Penz Janet F E, Wilcox Adam B, Hurdle John F
Department of Surgery, University of Utah, Salt Lake City, UT 84148, USA.
J Biomed Inform. 2007 Apr;40(2):174-82. doi: 10.1016/j.jbi.2006.06.003. Epub 2006 Jun 9.
Methods for surveillance of adverse events (AEs) in clinical settings are limited by cost, technology, and appropriate data availability. In this study, two methods for semi-automated review of text records within the Veterans Administration database are utilized to identify AEs related to the placement of central venous catheters (CVCs): a Natural Language Processing program and a phrase-matching algorithm. A sample of manually reviewed records were then compared to the results of both methods to assess sensitivity and specificity. The phrase-matching algorithm was found to be a sensitive but relatively non-specific method, whereas a natural language processing system was significantly more specific but less sensitive. Positive predictive values for each method estimated the CVC-associated AE rate at this institution to be 6.4 and 6.2%, respectively. Using both methods together results in acceptable sensitivity and specificity (72.0 and 80.1%, respectively). All methods including manual chart review are limited by incomplete or inaccurate clinician documentation. A secondary finding was related to the completeness of administrative data (ICD-9 and CPT codes) used to identify intensive care unit patients in whom a CVC was placed. Administrative data identified less than 11% of patients who had a CVC placed. This suggests that other methods, including automated methods such as phrase matching, may be more sensitive than administrative data in identifying patients with devices. Considerable potential exists for the use of such methods for the identification of patients at risk, AE surveillance, and prevention of AEs through decision support technologies.

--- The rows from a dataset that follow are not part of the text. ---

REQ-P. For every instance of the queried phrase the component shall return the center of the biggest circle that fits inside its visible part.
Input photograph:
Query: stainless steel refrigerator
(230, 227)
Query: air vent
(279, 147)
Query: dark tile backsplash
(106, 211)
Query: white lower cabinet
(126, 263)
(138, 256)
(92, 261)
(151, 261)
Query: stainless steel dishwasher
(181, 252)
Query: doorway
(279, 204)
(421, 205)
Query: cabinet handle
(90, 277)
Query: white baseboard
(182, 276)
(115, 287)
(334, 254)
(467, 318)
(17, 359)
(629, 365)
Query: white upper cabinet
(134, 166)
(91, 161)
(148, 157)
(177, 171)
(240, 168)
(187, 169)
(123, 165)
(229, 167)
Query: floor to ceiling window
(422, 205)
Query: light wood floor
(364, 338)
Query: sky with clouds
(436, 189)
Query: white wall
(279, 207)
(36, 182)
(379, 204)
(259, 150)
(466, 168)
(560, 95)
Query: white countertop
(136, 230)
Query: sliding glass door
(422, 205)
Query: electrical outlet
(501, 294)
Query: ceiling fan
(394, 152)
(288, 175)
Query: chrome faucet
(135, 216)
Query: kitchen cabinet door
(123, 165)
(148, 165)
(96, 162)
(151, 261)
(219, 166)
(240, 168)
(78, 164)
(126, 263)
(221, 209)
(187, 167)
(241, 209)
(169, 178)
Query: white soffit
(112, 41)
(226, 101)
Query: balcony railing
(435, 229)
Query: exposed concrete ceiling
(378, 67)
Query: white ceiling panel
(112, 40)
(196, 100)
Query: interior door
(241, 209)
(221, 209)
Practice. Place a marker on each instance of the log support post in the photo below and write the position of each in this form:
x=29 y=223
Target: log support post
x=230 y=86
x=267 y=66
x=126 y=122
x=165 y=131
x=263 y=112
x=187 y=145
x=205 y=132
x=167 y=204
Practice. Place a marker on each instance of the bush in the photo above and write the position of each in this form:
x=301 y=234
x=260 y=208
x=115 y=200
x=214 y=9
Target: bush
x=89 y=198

临床环境中不良事件(AE)的监测方法受到成本、技术和适当数据可用性的限制。在本研究中,利用退伍军人管理局数据库内文本记录的两种半自动审查方法来识别与中心静脉导管(CVC)放置相关的不良事件:一种自然语言处理程序和一种短语匹配算法。然后将人工审查记录的样本与两种方法的结果进行比较,以评估敏感性和特异性。发现短语匹配算法是一种敏感但相对非特异性的方法,而自然语言处理系统的特异性明显更高但敏感性更低。每种方法的阳性预测值估计该机构CVC相关不良事件发生率分别为6.4%和6.2%。同时使用两种方法可获得可接受的敏感性和特异性(分别为72.0%和80.1%)。包括人工病历审查在内的所有方法都受到临床医生记录不完整或不准确的限制。一个次要发现与用于识别放置了CVC的重症监护病房患者的管理数据(ICD-9和CPT代码)的完整性有关。管理数据识别出放置了CVC的患者不到11%。这表明,在识别使用设备的患者方面,其他方法,包括短语匹配等自动化方法,可能比管理数据更敏感。使用此类方法通过决策支持技术识别高危患者、进行不良事件监测和预防不良事件具有相当大的潜力。